My first memory of feeling lonely was some time during my last two years at the university. In those days, because the university had a sprawling campus outside a small town, activity was often sparse on the weekend.
It was one of the few weekends I stayed on campus. My home was 140 miles away and I was not long with money, cooking in my room quite often in an electric skillet with ingredients brought from home, and living the remainder on about five dollars a week. I walked the campus for what I remember being hours. I was alone and walking into loneliness.
In the Middle of Alone and Lonely
I found myself outside a small chapel. Suddenly present inside, I quietly stood in the middle experience of alone and lonely. Such experience was a space asking me to be with what is, all that has been, all that will be–it’s all now.

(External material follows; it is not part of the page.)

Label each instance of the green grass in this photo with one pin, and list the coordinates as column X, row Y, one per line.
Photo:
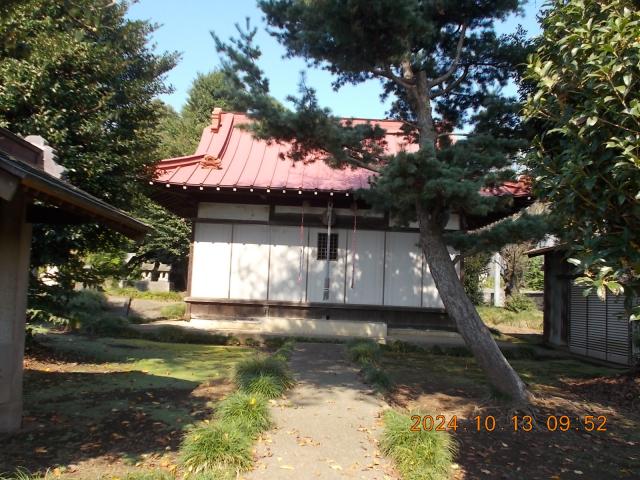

Nearing 21 years of age, graduating with a degree in accounting, an impending job search, and our wedding, it was a beautiful, settling moment, a present grounding. Forty years later, I find myself in that small chapel, metaphorically, quite often as I coach individuals and write for you.

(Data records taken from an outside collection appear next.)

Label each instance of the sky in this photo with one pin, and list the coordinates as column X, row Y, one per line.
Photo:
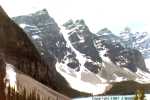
column 98, row 14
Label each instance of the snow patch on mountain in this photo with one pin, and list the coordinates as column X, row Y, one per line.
column 83, row 86
column 10, row 76
column 147, row 62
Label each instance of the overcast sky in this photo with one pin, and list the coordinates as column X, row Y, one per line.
column 114, row 14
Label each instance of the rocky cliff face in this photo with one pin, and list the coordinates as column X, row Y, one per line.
column 89, row 62
column 18, row 50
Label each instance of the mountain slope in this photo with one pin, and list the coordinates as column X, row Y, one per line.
column 88, row 62
column 18, row 50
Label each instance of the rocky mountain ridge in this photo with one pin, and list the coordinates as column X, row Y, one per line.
column 84, row 59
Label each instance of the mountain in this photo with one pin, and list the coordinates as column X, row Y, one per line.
column 89, row 63
column 17, row 49
column 139, row 41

Surveying the years since that moment in the small campus chapel, I see how providence moved me, through experience, toward my own voice. Early on, my voice of Love, and its strength of Encouragement, struggled to find focus. Eventually, my voice became my focus as I translated voice into a personal/professional purpose and brand.
“The voice emerges literally from the body as a representation of our inner world. It carries our experience from the past, our hopes and fears for the future, and the emotional resonance of the moment.”

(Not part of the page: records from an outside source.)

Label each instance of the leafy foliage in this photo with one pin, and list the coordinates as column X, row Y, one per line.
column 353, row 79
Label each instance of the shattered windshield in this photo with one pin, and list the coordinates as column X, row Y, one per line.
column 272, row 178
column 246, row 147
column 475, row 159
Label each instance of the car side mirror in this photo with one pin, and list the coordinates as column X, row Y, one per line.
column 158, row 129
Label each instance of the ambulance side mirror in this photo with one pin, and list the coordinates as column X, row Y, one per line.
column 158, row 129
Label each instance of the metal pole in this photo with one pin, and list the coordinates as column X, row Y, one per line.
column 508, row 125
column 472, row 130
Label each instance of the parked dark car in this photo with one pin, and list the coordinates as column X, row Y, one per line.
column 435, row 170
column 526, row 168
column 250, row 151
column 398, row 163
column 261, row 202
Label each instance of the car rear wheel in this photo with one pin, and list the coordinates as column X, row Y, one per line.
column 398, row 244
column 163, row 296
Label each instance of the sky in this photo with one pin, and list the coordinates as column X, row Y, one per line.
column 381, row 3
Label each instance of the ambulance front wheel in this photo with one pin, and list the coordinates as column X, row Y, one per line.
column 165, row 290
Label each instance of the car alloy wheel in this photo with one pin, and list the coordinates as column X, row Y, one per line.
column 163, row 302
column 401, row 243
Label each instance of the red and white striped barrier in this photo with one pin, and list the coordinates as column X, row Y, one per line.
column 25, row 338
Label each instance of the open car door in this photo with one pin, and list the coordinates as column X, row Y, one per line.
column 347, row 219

–David Whyte, The Heart Aroused
I truly believe that the more narrow your focus, the broader your impact. Narrowing focus is a disciplined practice supportive of the developing ability to let go.
The Middle Stand of Trueness
Trueness is the impact of your presence; a presence grounded in voice applied. The impact of your methodology of focus is faithfulness to a cycle of energy that has been diligently built on your Trueness throughout your journey. If I did not know voice, I could not know rhythm.
In a chapel of awareness, Kelly has embraced her voice of Respect and Dignity and is applying her rhythm of impact. Upon seeing in writing, her voice, and its strength of A Clear Voice at the Table, her boss said, “The better you listen the better you are at executing your personal brand.”
As Kelly has learned, and is now practicing, to focus at her best she must listen. She came to me, and our work together, at a beautiful, providentially timed moment. She was aware of key perceptions about who she was in her work, and she didn’t like what she saw. As with any perception, it is the one being perceived who makes the choice to do something about changing any specific perception.
Kelly came to me in light of her courageous commitment to change the perception, “Give it to Kelly, she’ll get it done.” While that may have the mask of a compliment in our work society, it is a very narrow view, limiting Kelly’s ability to apply her Trueness as well as the ability of anyone to observe such authentic rhythm in action.
Kelly felt alone, and thus lonely. She didn’t know what to do beyond what constantly bubbling emotions were saying loud and clear. Now, when her voice of Respect and Dignity is in the lead, she will consciously listen in each situation. As she will continue to discover, the more she listens, the more her voice will have its place with influence, inclusion, and impact.
Being true to self is not possible standing to one side or the other. Trueness is found only in the middle stand.